The Story
Why it exists.
The beginning
Wander exists because some feelings don't have a destination. Margot Elena designed this fragrance for that specific ache, the pull of the open road, the promise of what's past the next bend, the bittersweet knowledge that the point was never the arrival. Named for movement itself, the scent translates restlessness into something you can wear: light enough to keep you going, present enough to mean something along the way. Released in 2013, Wander arrived quietly into a collection already built on quiet things, wishes, dreams, breaths held in hope. It found its place immediately.

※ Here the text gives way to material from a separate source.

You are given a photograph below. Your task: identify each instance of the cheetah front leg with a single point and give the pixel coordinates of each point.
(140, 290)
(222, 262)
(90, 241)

The night-blooming jasmine does something unexpected here. Usually this material is heady, almost dizzying, the scent of something too alive at midnight. In Wander, water lily acts as a counterweight, its aquatic freshness softening the jasmine's indolic depth into something luminous rather than intoxicating. The result is a white floral that feels dewy, not druggy. Cypress provides the undercurrent, quiet, dry, green. It doesn't compete with the jasmine. It asks the wearer to slow down, notice what's there, keep walking. These three materials shouldn't work together as well as they do. They do.
The evolution
The opening is cool. Mineral, green, slightly damp, as if you've walked into a garden still wet from earlier rain. Cypress leads with a quiet green bite, and the leaves note gives it a crushed-herb quality that reads fresh rather than sharp. This opening is the whole mood. The jasmine arrives gently, not announcing itself but appearing, a slow unfurling that takes its time, which is exactly right. The heart phase is where Wander earns its name: it doesn't demand attention, it rewards attention. Someone leaning in will find water lily amplifying the jasmine's freshness, keeping the whole composition in that early-morning register. The drydown is quietest of all, a cypress-and-green lingering that stays close, intimate, almost a memory. It doesn't project. It stays.
Cultural impact
Wander occupies a specific niche in the landscape of light florals: fresher and more aquatic than the typical white floral, greener than most jasmine fragrances, but still unmistakably floral. It appeals to a wearer who finds most jasmine compositions too heavy but doesn't want to surrender the material entirely. The 2013 launch placed it in a period when niche houses were exploring restraint as a form of sophistication, not everything had to announce itself from across the room. Wander still reads as quietly confident today. It's the fragrance someone wears when they don't need you to know what they're wearing.